絶対運動を相対運動と区別する効果は、円運動の回転軸から遠ざける力です。なぜなら、そのような力は、純粋に相対的な円運動では存在しませんが、真の絶対的な円運動では、その運動の運動量に従って大きくなったり小さくなったりするからです。長い紐でつるした容器を、その紐が強くよじれるまで何回もまわし、次に容器に水を満たして、水とともに静止させておき、これに急に他の力を働かせると、容器は逆向きにまわり、紐のよじれが解けてしまうまでの間、ある時間容器はこの運動を続けます。このとき最初は、水の表面は、容器が動きはじめる前と同様、平面ですが、そのあと容器はしだいにその運動を水に伝え、見てとれるほど水を回転させはじめ、しだいに水を中心から遠ざけ、容器の縁の水位が上昇し、水は中心のくぼんだ形をつくってゆきます。(わたくしが実験したとおり)この運動が速くなればなるほど、水は高く盛り上がり、ついには水の回転が容器の回転と同じ時間で行なわれるようになり、水は容器に対し相対的に静止するにいたります。この水の盛り上りは、水がその運動の軸から遠ざかろうとするコーナートゥスを示すもので、そのようなコーナートゥスによって、水の真の絶対的な円運動が、その相対運動とは正反対の向きのものですが、認められ測られるわけです(1)。最初、容器に対する水の相対運動が最大であったときは、その運動は回転軸から遠ざかろうとするコーナートゥスをまったく生じませんでした。水は周辺に向かい容器の縁において盛り上がる傾向を示さず、水面は平らなままでした。ですから水の真の円運動はまだ始まらなかったわけです。しかしそのあと、水の相対運動が減ったときには、容器の縁における水の盛り上りが水の回転軸から遠ざかろうとするコーナートゥスを明らかにしました。そしてこのコーナートゥスは、水の真の円運動がたえず増大し、ついには、水が容器に関し相対的に静止したとき、それが最大になることを示したのでした。それゆえこのコーナートゥスは、水がまわりの物体に関して移動することに依存するものではなく、したがって真の円運動は、そのような移動によって規定することができません。回転する任意の物体の真の円運動はただひとつしかなく、固有の持続される効果として唯一のコーナートゥスに対応するものです。ところが相対運動は、外部の諸物体に対するさまざまな相互関係に従って無数に存在し、相互関係という形にあって、それのただひとつの真の運動と関連するという以外、何か別の真の効果をまったく欠くものです。ですから、わたくしたちの天球が、恒星の天球の下に回転し、それにつれて惑星が運ばれていると想像する人たちの体系にあっては、天球の各部分と、その近傍の天球に対して相対的に静止している諸惑星とは、真に動いていることになります。なぜなら、それらはたがいにそれらの位置を変え〔これは真に静止している諸物体では決して起こらないことです〕、それぞれの天空といっしょに動くことによって、それらの運動にあずかり、回転する全体の部分として、その運動の回転軸から遠ざかろうとするからです。

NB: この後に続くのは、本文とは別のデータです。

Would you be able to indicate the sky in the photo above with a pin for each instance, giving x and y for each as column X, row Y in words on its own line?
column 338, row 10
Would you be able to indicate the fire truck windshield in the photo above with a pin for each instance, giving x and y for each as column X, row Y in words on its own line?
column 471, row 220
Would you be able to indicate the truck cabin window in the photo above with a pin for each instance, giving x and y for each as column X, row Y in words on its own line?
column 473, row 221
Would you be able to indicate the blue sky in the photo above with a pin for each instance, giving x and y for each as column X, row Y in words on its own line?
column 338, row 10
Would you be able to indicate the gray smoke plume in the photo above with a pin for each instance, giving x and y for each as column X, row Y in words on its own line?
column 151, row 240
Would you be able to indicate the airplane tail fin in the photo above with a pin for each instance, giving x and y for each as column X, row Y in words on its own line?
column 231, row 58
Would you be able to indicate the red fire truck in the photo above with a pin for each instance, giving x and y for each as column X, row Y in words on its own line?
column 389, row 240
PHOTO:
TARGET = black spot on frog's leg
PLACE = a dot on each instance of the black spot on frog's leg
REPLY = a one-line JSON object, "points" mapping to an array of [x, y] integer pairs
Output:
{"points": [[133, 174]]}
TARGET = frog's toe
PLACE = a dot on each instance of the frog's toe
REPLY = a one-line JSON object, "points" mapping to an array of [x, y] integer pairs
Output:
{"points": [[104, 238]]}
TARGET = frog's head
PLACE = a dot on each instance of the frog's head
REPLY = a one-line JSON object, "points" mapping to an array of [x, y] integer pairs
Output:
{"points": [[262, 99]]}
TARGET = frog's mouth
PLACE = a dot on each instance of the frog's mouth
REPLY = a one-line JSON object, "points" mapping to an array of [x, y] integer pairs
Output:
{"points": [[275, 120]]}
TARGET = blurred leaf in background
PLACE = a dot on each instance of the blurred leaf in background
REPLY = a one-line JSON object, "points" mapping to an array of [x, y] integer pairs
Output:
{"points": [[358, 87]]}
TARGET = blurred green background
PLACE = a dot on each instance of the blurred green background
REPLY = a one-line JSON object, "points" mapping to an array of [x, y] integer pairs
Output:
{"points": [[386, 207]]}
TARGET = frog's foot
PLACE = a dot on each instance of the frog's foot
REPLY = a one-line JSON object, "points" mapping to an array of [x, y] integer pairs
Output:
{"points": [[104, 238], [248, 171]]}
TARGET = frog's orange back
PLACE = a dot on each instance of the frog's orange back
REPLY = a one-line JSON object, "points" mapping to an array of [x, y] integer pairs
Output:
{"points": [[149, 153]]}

(1) これに対するE・マッハの批判についてはDie Mechanik in ihrerEntwicklun, historisch-kritisch dargestellt 第二章第七節(伏見譲訳マッハ『力学』二〇五〜二二四へージ)参照。

 

そういうわけで、相対的な諸量は、その名を負う量それ自身ではなく、感覚でとらえられるそれらの測度(精密にしろ不精密にしろ)であり、測られるそれらの量自身のかわりに通常使われているものです。言葉の意味というものはその使われ方によって決められるべきだとしたら、時間、空間、場所、運動といった名称は、当然それらの(感覚的な)測度と解されるべきでしょう。そして測られる諸量自体を意味するとぎは、その言い表わし方も通常のものとはちがい、純粋に数学的なものとなるでしょう。ですから、これらの言葉を測られる諸量そのものに解する人たちは、厳格に保たれるべき言語の的確さをこわすものです。また真の諸量をそれらの相互関係や感覚的な測度と混同する人々は、数学的および哲学的真理の純粋性を少なからず汚すものです。

特定の諸物体の真の運動見かけの運動から発見し、効果的に区別することは、実際に非常にむつかしい問題です。なぜなら、それらの運動が行なわれる不動の空間の部分というのは、決してわれわれの感覚の観測下には入ってこないものだからです。しかし事態はまったく絶望的というわけではありません。といいますのは、われわれを導くいくつかの論証があるからです。その一部分は真の運動の差であるところの見かけの運動から、一部分は真の運動の原囚であり結果である力から、得られるものです。たとえば、二つの球が、一方から他方へのある与えられたへだたりに、それらを結びつける紐によって保たれ、それらの共通の重心のまわりに回転するものとしましょう。するとこの紐の張力から、これらの球がその運動の回転軸から遠ざかろうとするコーナートゥスがわかり、それから二つの球体の円運動の運動量が計算できるでしょう。次に、任意の相等しい力を一時に球体の反対側の面に働かせて、それらの円運動を増大または減少させるとすると、紐の張力の増減から、二つの球体の運動の増し高または減り高を推定できましょう。そしてこれから、球の運動を最大に増すには、どの面にその力を加えるべきかがわかるでしょう。すなわち、それらの球の後面、円運動で後からついてゆく面、であることが見いだされるでしょう。ところで後面が知られるならその結果反対側の前面もわかり、二つの球の運動(の向き)が決定されるわけです。こうしてわれわれは、この円運動の運動量と運動(の仕方)の規定との両方を、これらの球体と比べることのできる、外部の、あるいは感覚にとらえられる何物も存在しない、広大な真空の中においてさえ、見いだせることでしょう。そこでさらに、この空間中にいくつかの遠く離れた物体が置かれ、いつもたがいに与えられたへだたりを保っているとしましょう。たとえば、恒星がわれわれのいる領域において果たすようにです。このとき実際にはそれらの物体の間での球体の相対的な移行からでは、その運動が球体に属するものか遠くの物体のほうに属するものか、決めることはできないでしょう。しかし球体をつなぐ紐を観察し、紐の張力が球体の運動に要するまさにその張力であることがわかったなら、この運動は球体のものであり、(遠くの)諸物体は静止しているのだと結論することが許されましょう。そして最後に、物体の間での球体の移行から、球体の運動の規定がわかるわけです。真の運動をその原因や効果や見かけの上の差から知ること、また逆に真の運動または見かけの運動からそれらの原因や効果を知ることは、以下でもっとくわしく示されるでしょう。そのためにこそ以下の論述を書いたわけだからです。